Chronique

ECHOS OF ETERNITY - AS SHADOWS BURN / Massacre records 2009

Une petite présentation s'impose pour parler de EOE. Originaire de Californie ce groupe nous propose son deuxième album.

On ouvre cet album avec « Ten of sword » qui part sur les chapeaux de roue. Le heavy métal que pratique EOE est somme toute évident, et rappelle par moment quelques formations Françaises (Crushing Blow en tête). Le chant de Francine n’est pas mauvais et comme la musique semble sans grande personnalité. « Veiled horizon » débute sur un mid tempo, puis poursuit en se mettant en place petit à petit. Perso je ne trouve pas grand chose d'accrocheur au groupe, qui propose du morose.
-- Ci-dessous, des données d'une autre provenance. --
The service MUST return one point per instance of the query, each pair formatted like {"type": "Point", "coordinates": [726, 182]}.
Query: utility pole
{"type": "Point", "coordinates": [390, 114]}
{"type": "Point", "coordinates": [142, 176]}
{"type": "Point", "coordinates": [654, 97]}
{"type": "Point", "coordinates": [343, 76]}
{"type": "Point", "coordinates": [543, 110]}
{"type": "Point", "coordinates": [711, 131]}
Malgré sa petite accélération rien de bien excitant à l'horizon.
« Memories of blood and gold » accélère le rythme mais ne change pas mon avis sur le combo que je trouve vite soporifique. Les idées sont tellement téléphonées et mainte fois entendues que franchement on s'emmerde. « The scarlet embrace » vient enfoncer le clou. Musicalement on penche presque vers du black symphonique puis le chant arrive et vous assomme d'ennui. Avec une grosse voix gutturale à la Amon Amarth ça aurait envoyé.
Il semblerai que « Descent of a blackened Soul » soit la suite logique de sa devancière tant on s'y rapproche avec une ambiance plus heavy. Mais bon toujours pas d'érection en vue. Une intro virile limite Death métal en furie pour « Twilight fires » qui tombe à l'eau. À nouveau la musique est bonne cette idée de faire cohabiter musique extrême et chant féminin est bien, mais avec un chant viscéral et pas sans caractère. Par contre continuer sur la même manœuvre est périlleux. « Buried beneath a thousand dreams » est dans le même esprit que sa devancière pour le même résultat la surprise en moins.
On poursuit le massacre sur une sorte s'approche lyrique à vous faire aimer Epica (désolé!). « Letalis deus » est malheureusement pas des plus réussit, même si encore une fois la musique semble vouloir apporter un peu de bonne chose. Nous terminons ce mortel ennuie par « Funeral in the sky » qui montre les mêmes schémas que précédemment. Un mélange tenté entre extrême et 'lyrisme' qui se solde par un véritable échec.

Conclusion : Bon comment dire, voilà un album à très vite oublier, n'y pensez même pas ! Oui ça faisait quelque temps que je ne m'étais pas autant ennuyé à l'écoute d'un album. Je ne pourrais plus le dire.